Seth Lloyd
Seth Lloyd | |
---|---|
![]() Seth Lloyd in 2013 | |
Born | August 2, 1960 |
Nationality | American |
Alma mater | Phillips Academy Harvard College Cambridge University Rockefeller University |
Known for | Coherent information Continuous-variable quantum information Dynamical decoupling Effective complexity HHL algorithm Quantum capacity Quantum illumination |
Scientific career | |
Fields | Quantum information science |
Institutions | MIT Caltech Los Alamos Santa Fe Institute |
Doctoral advisor | Heinz Pagels |
Seth Lloyd (born August 2, 1960) is an American quantum information scientist and professor in the Massachusetts Institute of Technology Department of Mechanical Engineering.
He has done foundational work in quantum information science, including work on designs for a quantum computer, quantum analog computation, quantum analogs of Shannon's theorem, and novel methods for quantum error correction and noise reduction.[1]
Biography
[edit]Lloyd was born on August 2, 1960. He graduated from Phillips Academy in 1978 and received a BA from Harvard College in 1982. He completed Part III and an MPhil from Cambridge University in 1983 and 1984 while on a Marshall Scholarship.[2] Lloyd completed a PhD in physics at Rockefeller University in 1988 advised by Heinz Pagels.

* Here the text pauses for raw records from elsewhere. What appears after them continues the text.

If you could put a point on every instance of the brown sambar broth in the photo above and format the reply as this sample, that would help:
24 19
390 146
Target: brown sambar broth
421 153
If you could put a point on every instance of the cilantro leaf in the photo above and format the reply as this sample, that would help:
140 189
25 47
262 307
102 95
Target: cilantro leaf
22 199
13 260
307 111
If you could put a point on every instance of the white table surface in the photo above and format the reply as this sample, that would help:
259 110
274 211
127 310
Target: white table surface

From 1988 to 1991, Lloyd was a postdoctoral researcher at Caltech working with Murray Gell-Mann on applications of information to quantum systems, and from 1991 to 1994 he was a postdoctoral researcher at Los Alamos National Laboratory working on quantum computation. In 1994 he joined the mechanical engineering department at MIT. Lloyd has also been an external faculty member at the Santa Fe Institute.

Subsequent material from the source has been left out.